Figure 4.. PIK3CA mutant interactome.

(A) Overview of the PIK3CA signaling pathway, which is often stimulated by RTKs that interact with PIK3CA to stimulate RAS/Raf-mediated or Akt/mTORC1-mediated downstream signaling. (B) Analyzed PIK3CA mutants and their frequency in HNSCC tumors from TCGA. Asterisk (*) denotes mutations annotated as oncogenic in OncoKB (65). Graph bars corresponding to each mutation were color-coded to indicate their localization within the p110α domain (as indicated in the legend in top right corner). (C) Selected PIK3CA mutations were mapped on the structure of PI3K (PDB: 4L23) (66) by highlighting the mutated residues as red spheres. (D) Quantification of PPIs for all PIK3CA HC-PPIs detected in the SCC-25 cell line (all cell lines displayed in Figure S4A). (E) Cartoon representation of a zoomed-in view of PI3K illustrating a salt bridge formed between K11 and E81 (PDB: 4L23). (F) A zoomed-in view depicting interactions made by G1007 in PI3K (PDB: 4L23). (G) Cartoon representation of different mutation induced PI3K activation mechanisms and their respective HER3 binding preferences.

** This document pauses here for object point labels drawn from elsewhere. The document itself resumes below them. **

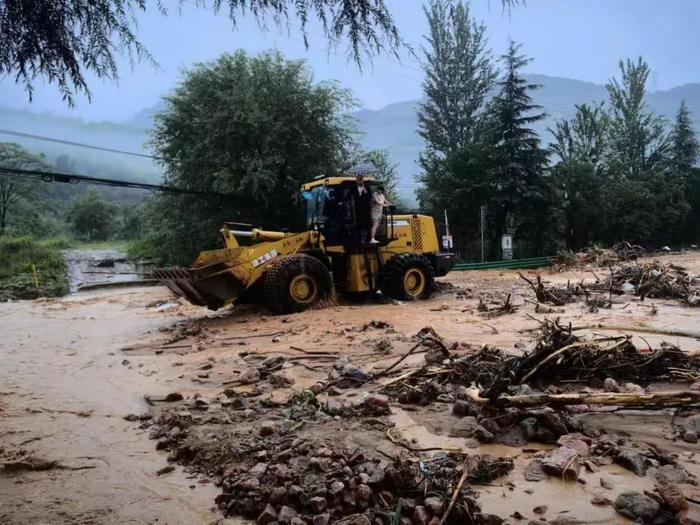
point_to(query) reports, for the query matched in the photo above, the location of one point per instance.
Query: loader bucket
(203, 288)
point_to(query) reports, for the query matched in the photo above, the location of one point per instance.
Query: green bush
(31, 269)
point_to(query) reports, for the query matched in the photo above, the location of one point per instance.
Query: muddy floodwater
(71, 369)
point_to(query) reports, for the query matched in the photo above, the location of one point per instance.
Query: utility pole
(482, 227)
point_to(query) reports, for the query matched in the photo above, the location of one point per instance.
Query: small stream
(96, 268)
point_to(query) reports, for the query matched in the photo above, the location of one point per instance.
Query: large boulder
(636, 506)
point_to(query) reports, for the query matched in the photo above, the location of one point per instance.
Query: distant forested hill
(393, 127)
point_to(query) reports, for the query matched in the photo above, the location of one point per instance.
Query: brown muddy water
(63, 394)
(72, 368)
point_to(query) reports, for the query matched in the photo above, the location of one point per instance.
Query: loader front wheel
(407, 277)
(296, 282)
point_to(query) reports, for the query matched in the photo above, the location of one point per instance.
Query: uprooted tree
(262, 128)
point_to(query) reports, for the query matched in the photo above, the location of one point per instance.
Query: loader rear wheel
(408, 276)
(296, 282)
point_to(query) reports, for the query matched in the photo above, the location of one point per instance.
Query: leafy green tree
(15, 190)
(61, 40)
(637, 139)
(254, 128)
(92, 217)
(521, 195)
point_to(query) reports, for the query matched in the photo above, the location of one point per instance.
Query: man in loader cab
(363, 208)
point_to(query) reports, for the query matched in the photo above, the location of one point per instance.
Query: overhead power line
(77, 144)
(72, 178)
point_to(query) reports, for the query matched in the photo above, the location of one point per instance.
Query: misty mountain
(393, 127)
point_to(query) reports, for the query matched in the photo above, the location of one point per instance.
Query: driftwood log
(670, 399)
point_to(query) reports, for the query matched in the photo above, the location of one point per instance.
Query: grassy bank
(31, 269)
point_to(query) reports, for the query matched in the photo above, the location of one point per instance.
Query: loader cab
(330, 209)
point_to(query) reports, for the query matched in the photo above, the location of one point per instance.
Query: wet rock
(322, 519)
(267, 516)
(318, 504)
(534, 471)
(355, 519)
(172, 397)
(636, 506)
(286, 515)
(281, 380)
(317, 388)
(673, 496)
(434, 505)
(562, 462)
(364, 493)
(533, 430)
(529, 428)
(631, 388)
(606, 483)
(249, 484)
(521, 390)
(377, 400)
(461, 408)
(277, 494)
(692, 423)
(610, 385)
(434, 356)
(267, 428)
(576, 443)
(690, 436)
(165, 470)
(465, 427)
(336, 488)
(671, 474)
(632, 460)
(249, 376)
(688, 517)
(420, 515)
(483, 435)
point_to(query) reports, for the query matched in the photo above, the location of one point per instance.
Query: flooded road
(64, 391)
(72, 368)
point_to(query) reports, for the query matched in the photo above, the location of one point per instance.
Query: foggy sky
(582, 39)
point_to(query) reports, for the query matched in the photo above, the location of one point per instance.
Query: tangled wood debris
(654, 280)
(559, 355)
(620, 252)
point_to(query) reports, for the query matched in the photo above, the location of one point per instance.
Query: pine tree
(637, 138)
(583, 137)
(521, 192)
(459, 74)
(685, 147)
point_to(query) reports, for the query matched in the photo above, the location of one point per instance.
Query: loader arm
(219, 277)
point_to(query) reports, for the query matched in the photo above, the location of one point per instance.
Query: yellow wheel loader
(290, 272)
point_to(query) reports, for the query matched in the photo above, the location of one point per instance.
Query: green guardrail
(514, 264)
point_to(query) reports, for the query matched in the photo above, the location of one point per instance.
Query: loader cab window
(315, 201)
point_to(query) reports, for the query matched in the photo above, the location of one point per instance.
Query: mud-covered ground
(72, 369)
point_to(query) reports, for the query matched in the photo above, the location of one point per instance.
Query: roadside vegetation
(31, 269)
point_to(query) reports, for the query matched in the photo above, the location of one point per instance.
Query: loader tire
(407, 277)
(295, 283)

Figure 5.. In vivo targeting of HER3 in the context of different PIK3CA mutants.

(A) Bar chart representing the ratio of helical domain (E545 and E542) mutations as compared to kinase domain mutations (H1047) across TCGA PanCancer Altas studies represented in cBioPortal (68). Line graph showing the mRNA expression (RSEM) for NRG1 across the same studies. (B) Correlation of Log2 HER3 interaction levels from AP-MS experiments and Log2 HER3 Y1197 phosphorylation levels from immunoblot analysis. All values are normalized by FLAG-PIK3CA levels in their respective experiments. Mutations marked in red were selected for in vivo experiments. (C-D) CAL-27 cells expressing inducible PIK3CA variants were transplanted into athymic nude mice. Mice were fed with doxycycline to induce PIK3CA expression. When tumor volumes reached approximately 100 mm³, mice were treated with vehicle (PBS) or CDX3379 (10mg/kg, twice a week) for approximately 15 days, as indicated. Shown are (C) tumor growth curves, (D) representative tumor images, and (C) last day tumor volume (****P < 0.0001 when compared with the control-treated group). (E) Quantification of immunoblot analysis of signaling events in the same CAL-27 cells in vitro. PIK3CA variant expression was induced by doxycycline (1μg/ml in culture medium), cells were treated with CDX3379 (1μg/ml, 1hr), and lysates were analyzed by immunoblotting as indicated. Densitometry analysis of western blots was performed using ImageJ. Data are represented as mean ± SEM, n= 3 in each group. (*P < 0.05 when compared with the control-treated group).